Rénovation écolo : comment avoir la fibre

Fibres végétales, autorénovation, saisonnalité… Pour rénover efficacement son logement, de nombreuses solutions existent. A condition surtout de bien choisir ses matériaux.
Supplement Immobilier. "Rénover, c’est bien, mais rénover «vert», c’est encore mieux – même si cela requiert un peu plus de matière grise. Low-tech, frugal, durable, sobre, écologique, bas-carbone…" (Henrike Stahl/Libération)
publié le 14 septembre 2024 à 4h13

L’an dernier, 26 % des Français ont déclaré avoir eu froid chez eux. La faute, en partie, aux millions de passoires énergétiques, qui manquent rarement de devenir des «logements bouilloires» l’été : trop chauds, trop humides. Mais avec moins de 1 % du parc immobilier renouvelé chaque année, le salut ne viendra pas de la construction neuve. «Aujourd’hui, le vrai défi est donc de rénover lourdement», juge Laurent Arnaud, spécialiste des bâtiments durables au Cerema. «Rénover, plutôt que de faire table rase de l’existant pour tout reconstruire, c’est déjà un grand pas», abonde l’ingénieure thermicienne Héloïse Pelen, à la tête de l’agence P-tréma. Le constat ne vaut pas blanc-seing : à défaut de prendre en compte l’impact environnemental (et notamment carbone) de ces travaux, «on va dans le mur, le pied sur l’accélérateur», alerte Laurent Arnaud.
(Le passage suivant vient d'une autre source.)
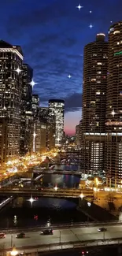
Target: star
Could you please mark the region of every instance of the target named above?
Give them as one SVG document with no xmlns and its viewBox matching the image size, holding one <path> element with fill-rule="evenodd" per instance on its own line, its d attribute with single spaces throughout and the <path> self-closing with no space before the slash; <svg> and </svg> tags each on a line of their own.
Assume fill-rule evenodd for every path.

Rénover, c’est bien, mais rénover «vert», c’est encore mieux – même si cela requiert un peu plus de matière grise. Low-tech, frugal, durable, sobre, écologique, bas-carbone… Les vocables varient presque autant que les solutions, mais l’ambition reste la même : répondre aux besoins des habitants tout en préservant au mieux la planète. Bien souvent, cela passe d’abord par l’amélioration de la performance de «l’enveloppe» du bâtiment. «Plus le manteau est épais, moins on a froid. En isolation, la première économie est l’énergie qui n’est pas consommée», résume Cécile Belard du Plantys, directrice de Paris Habitat. Rue de Croulebarbe (XIIIe arrondissement de la capitale), une résidence de 156 logements sociaux est en cours d’isolation grâce à des panneaux en fibres végétales composées de coton, lin et jute. Un choix engagé, défend Cécile Belard du Plantys : «L’Etat donne des aides à la rénovation, mais au niveau du règlement, rien n’impose d’être vertueux en termes de matériaux.»
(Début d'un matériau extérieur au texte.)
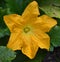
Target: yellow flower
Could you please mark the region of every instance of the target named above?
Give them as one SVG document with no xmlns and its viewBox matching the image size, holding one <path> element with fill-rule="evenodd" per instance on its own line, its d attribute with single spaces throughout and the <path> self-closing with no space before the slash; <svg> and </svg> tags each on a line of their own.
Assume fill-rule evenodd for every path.
<svg viewBox="0 0 60 62">
<path fill-rule="evenodd" d="M 11 31 L 8 48 L 21 50 L 30 59 L 35 57 L 38 48 L 49 50 L 50 37 L 46 32 L 57 22 L 47 15 L 39 15 L 38 4 L 33 1 L 22 15 L 4 16 L 4 21 Z"/>
</svg>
«L’autorénovation est accessible»

N’en déplaise à la morale des trois petits cochons, la paille pourrait bien prendre sa revanche, emportant avec elle le liège, le chanvre, la ouate de cellulose, et autres fibres naturelles. Malgré leur léger surcoût (entre 0,5 % et 2 % de plus sur le budget d’une réalisation, estime Laurent Arnaud), les matériaux biosourcés atteignaient déjà 11 % du marché de l’isolation en 2021. Il faut dire qu’ils cumulent les bons points : disponibles localement, en abondance, peu carbonés, ils sont dotés de bonnes capacités d’inertie et de déphasage thermique (lors d’une canicule, l’onde de chaleur sera ressentie à l’intérieur du bâtiment plusieurs heures après avoir été observée à l’extérieur). Sans compter qu’ils assurent aussi une régulation hygrométrique : le bâtiment est respirant, l’humidité est évacuée vers l’extérieur. «On évite l’effet boîte étanche», explique Hélène Schwoerer de Paris Habitat. Essentiel, quand l’humidité est la principale source de dégradation du bâti, et qu’elle représente aussi une réelle menace sanitaire. Rien d’étonnant, donc, à ce qu’un nombre croissant de particuliers y aient recours, parfois épaulés d’associations et collectifs telles que le réseau normand Reno’Acc, Ecorce, en Ariège, ou encore Maisons paysannes de France. «On isole souvent des habitats individuels anciens avec de la terre locale. L’autorénovation est tout à fait accessible. Si on a du temps et des compétences, c’est quasiment gratuit», juge Héloïse Pelen.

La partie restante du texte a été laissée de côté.